Certain types of genitourinary cancers, including renal cell and bladder cancer, are also proving vulnerable. There are currently five immune checkpoint inhibitors approved for bladder cancer, a disease for which few good treatments have been available. The combination of checkpoint inhibitors such as ipilimumab and nivolumab is also starting to show promise in renal cell cancer, with more than 40 percent of patients showing a response to the drugs.
Checkpoint inhibitors are proving their value in some gastrointestinal cancers as well. The drugs were recently approved for patients with gastric cancer or hepatocellular carcinoma after producing good results in clinical trials.

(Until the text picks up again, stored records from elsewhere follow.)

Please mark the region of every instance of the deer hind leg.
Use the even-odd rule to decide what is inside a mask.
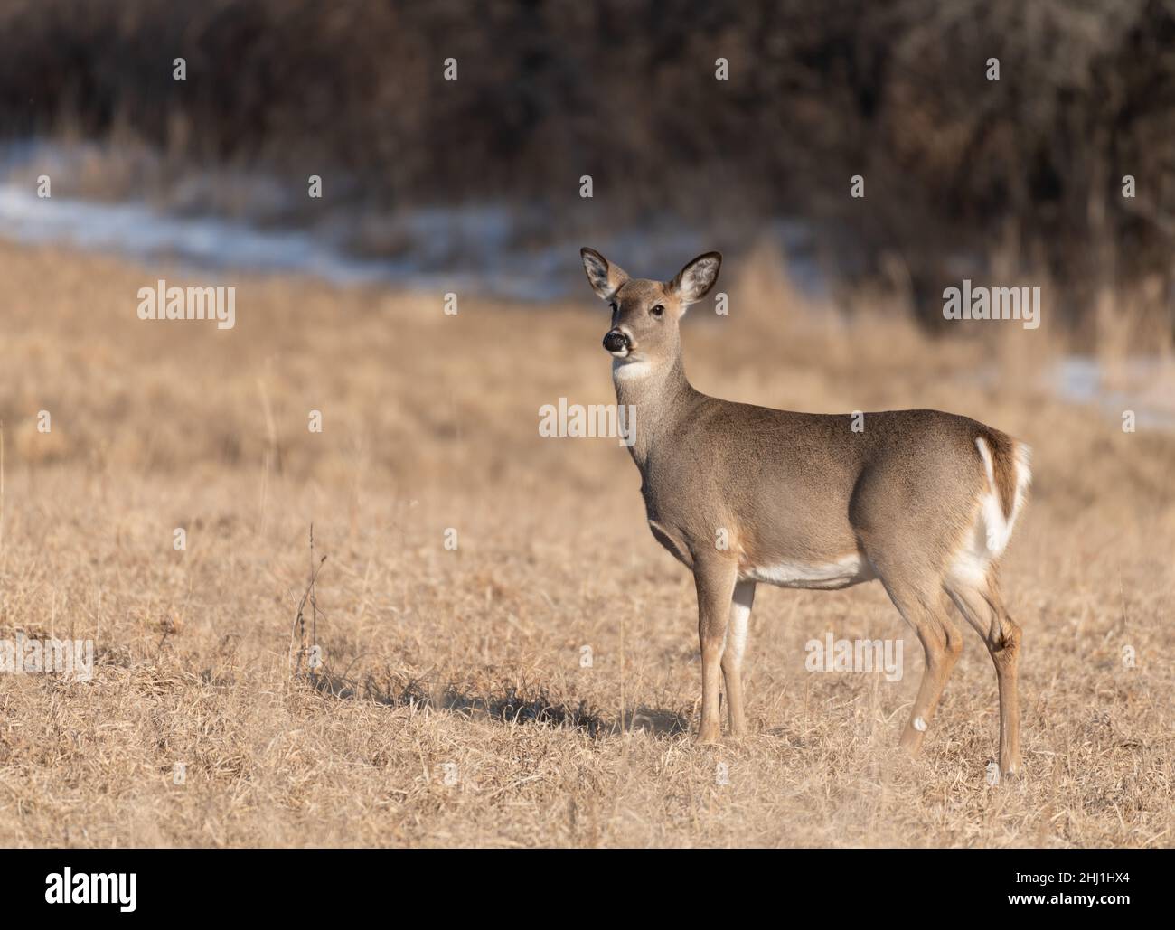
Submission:
[[[962,652],[962,636],[947,618],[940,581],[935,575],[931,578],[933,582],[924,573],[901,574],[892,570],[881,574],[881,584],[885,585],[889,600],[902,619],[914,628],[926,655],[922,683],[901,733],[900,746],[911,755],[922,747],[922,739],[934,719],[942,689]]]
[[[948,575],[944,587],[992,655],[1000,689],[1000,770],[1014,774],[1020,768],[1020,627],[1003,608],[994,566],[982,577]]]
[[[732,609],[738,567],[733,561],[694,559],[693,580],[698,588],[698,639],[701,645],[701,726],[698,742],[718,742],[718,679],[721,673],[726,627]],[[741,693],[739,694],[741,708]]]
[[[747,626],[751,607],[754,605],[754,581],[734,585],[731,601],[730,625],[723,647],[723,680],[726,683],[726,709],[730,714],[731,735],[746,735],[746,716],[743,712],[743,653],[746,651]]]

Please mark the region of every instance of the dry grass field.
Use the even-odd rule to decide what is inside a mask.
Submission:
[[[96,655],[89,682],[0,675],[0,844],[1175,844],[1175,434],[1053,399],[1047,317],[935,341],[897,312],[828,322],[756,258],[724,271],[728,317],[684,323],[710,393],[940,407],[1034,447],[1003,561],[1025,764],[993,787],[969,633],[922,754],[898,754],[922,659],[878,585],[760,587],[751,735],[692,744],[692,580],[615,439],[538,434],[543,404],[615,400],[586,284],[445,316],[436,294],[233,277],[217,331],[137,319],[161,276],[183,283],[0,245],[0,638]],[[807,672],[828,632],[904,638],[905,676]]]

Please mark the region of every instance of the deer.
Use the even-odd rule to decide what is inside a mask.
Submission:
[[[799,413],[723,400],[690,384],[679,324],[718,279],[699,255],[669,282],[632,278],[595,249],[588,282],[611,309],[604,349],[617,403],[634,405],[626,445],[653,537],[692,573],[701,651],[696,742],[746,735],[743,661],[759,582],[835,591],[880,581],[922,645],[925,666],[899,747],[921,749],[962,639],[953,602],[986,645],[1000,700],[999,764],[1020,767],[1021,629],[998,565],[1032,480],[1030,450],[938,410]],[[633,409],[633,407],[627,407]]]

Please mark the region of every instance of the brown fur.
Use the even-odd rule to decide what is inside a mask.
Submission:
[[[612,308],[612,330],[627,339],[626,353],[613,363],[616,391],[620,404],[637,406],[630,452],[650,527],[693,571],[698,588],[699,740],[718,737],[719,666],[727,694],[738,695],[737,707],[730,701],[731,728],[745,730],[741,655],[732,660],[725,652],[727,619],[738,615],[736,586],[750,586],[750,602],[757,573],[777,572],[772,582],[788,587],[835,588],[875,578],[926,652],[902,746],[921,744],[961,649],[945,612],[949,594],[992,651],[1000,679],[1001,764],[1015,770],[1020,631],[999,600],[994,561],[991,582],[953,573],[987,491],[975,439],[991,450],[1006,518],[1015,500],[1015,442],[936,410],[866,413],[864,431],[854,432],[851,415],[770,410],[703,395],[685,377],[678,322],[711,289],[721,257],[699,256],[667,283],[632,279],[591,249],[583,258],[589,282]],[[842,564],[859,571],[787,577]]]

“One of the most exciting recent developments was the FDA’s approval of checkpoint inhibitors for tumors with a feature known as microsatellite instability,” says Osama Rahma, MD, an immunotherapist and gastrointestinal cancer specialist in Dana-Farber’s Center for Immuno-Oncology and Gastrointestinal Cancer Treatment Center. “These tumors, also known as ‘MSI-high tumors,’ lack an enzyme involved in repairing DNA damage, which causes many abnormal proteins to appear on the tumor surface. These abnormalities make the tumors more visible to the immune system, and therefore more susceptible to immune checkpoint inhibitors. This hypothesis was proven in clinical trials, in which 40-60 percent of MSI-high tumors responded to the drugs.”
In the area of hematologic, or blood-related cancers, the PD-1 blocker nivolumab has generated a response in 70-80 percent of patients with classical Hodgkin lymphoma (cHL) – the highest rate achieved by checkpoint inhibitors in any type of cancer. Proof of the effectiveness of the drug against HL was first demonstrated in clinical trials led by Dana-Farber’s Margaret Shipp, PhD, and Philippe Armand, MD, PhD.
It remains difficult to predict which patients with NSCLC are most likely to benefit from checkpoint inhibitors: It’s widely thought that patients whose tumor cells carry large amount of PD-L1 have the best chance of responding to the drugs, but the drugs sometimes work well in patients whose tumors have little PD-L1.
Ultimately, “the list of cancer types that respond to checkpoint inhibition is long and getting longer,” Rahma remarks.
There is general agreement among researchers and physicians that the key to extending inhibitors’ effectiveness to other types of cancer is combining the inhibitors with other therapies – other types of immunotherapy, radiation therapy, chemotherapy, or anti-angiogenesis drugs (which deny tumors access to nutrients in the blood system). These strategies may help immune system cells penetrate the walls around cancer cells – turning so-called “immune desert” tumors into immune cell-rich tumors. “This is only the beginning of the era of cancer immunology,” Rahma observes. “It will only expand from here.”